- Australian Netflix and Stan subscribers may soon be forced to pay an additional amount to enjoy their favorite streaming services.
- The proposal that was sent to 50 service providers is asking for their feedback, so it may change in the future.
- Right now, it’s unknown how much ISPs would charge for a ‘streaming services tax’.
According to the Commsday news platform, the Australian broadband access network provider (NBN Co) has sent a proposal to its partners, asking them their take on a possible ‘streaming services tax.’ Not all data on the Internet is created equal, and NBN Co believes that different types of data should be charged differently as well. That said, they are urging service providers in the country like Telstra, TPG, and Optus to consider if charging Netflix, Stan, and Disney+ subscribers an additional amount would be feasible.
The proposal was sent to 50 retail service providers so that a comprehensive feedback framework can be built from their responses. The main question that was addressed to the RSPs is the following: “Would your organization support the development of a price response whereby charging of streaming video could be differentiated from the charging of other traffic/services? Would your organization be likely to productize such a mechanism if developed by NBN?”
The number of Netflix subscribers in Australia has increased to about 11.2 million users, while Stan counts another 2.6 million people. Other services such as YouTube Premium and Amazon Prime also maintain userbases of notable size, with 1.25 million and 600 thousand users respectively. This means that the taxation of these services would affect many people in the country right now, and could possibly put a brake on the amazing growth that all of these services enjoy at the moment. The rise in the price, however, wouldn’t be the only reason for the Aussies to object to this new proposal.
Privacy is another sector that is going to take a blow if the proposal is accepted by the RPSs since the provider of the telecom infrastructure would then tap into the usage data of their customers. Right now, people can use their Internet connections and the data that comes and goes without having anyone monitoring what type of services they are using. Not many would happily give away this elementary form of privacy on how they choose to use their Internet connections.

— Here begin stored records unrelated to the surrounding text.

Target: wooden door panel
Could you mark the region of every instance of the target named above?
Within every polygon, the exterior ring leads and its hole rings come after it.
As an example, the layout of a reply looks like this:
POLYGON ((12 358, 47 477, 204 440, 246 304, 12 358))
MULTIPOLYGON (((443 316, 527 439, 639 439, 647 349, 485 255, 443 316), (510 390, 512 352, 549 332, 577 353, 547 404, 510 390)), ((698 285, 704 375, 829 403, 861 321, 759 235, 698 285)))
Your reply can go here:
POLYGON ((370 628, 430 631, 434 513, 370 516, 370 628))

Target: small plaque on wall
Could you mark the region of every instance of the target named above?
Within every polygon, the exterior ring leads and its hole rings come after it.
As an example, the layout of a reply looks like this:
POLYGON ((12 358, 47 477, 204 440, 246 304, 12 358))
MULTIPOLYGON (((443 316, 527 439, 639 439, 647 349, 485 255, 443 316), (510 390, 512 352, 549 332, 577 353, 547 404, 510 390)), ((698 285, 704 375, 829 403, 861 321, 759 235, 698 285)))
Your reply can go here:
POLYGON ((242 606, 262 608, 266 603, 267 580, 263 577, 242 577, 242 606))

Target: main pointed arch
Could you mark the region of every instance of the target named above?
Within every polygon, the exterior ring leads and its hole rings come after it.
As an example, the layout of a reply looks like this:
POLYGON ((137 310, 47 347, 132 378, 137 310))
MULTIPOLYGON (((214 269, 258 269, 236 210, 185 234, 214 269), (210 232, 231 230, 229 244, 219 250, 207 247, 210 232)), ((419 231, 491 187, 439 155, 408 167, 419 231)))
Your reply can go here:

Still, we’re at the stage of the formulation right now, and until the RSPs show what side they prefer to take on this matter, we will not be in a position assume anything definitive. It is likely though that the RSPs will not accept the proposal, not even as a generic framework for a revised version. Finally, consumer-rights organizations, like the ACCC who has been vocal on things that concern Internet usage, are expected to oppose this.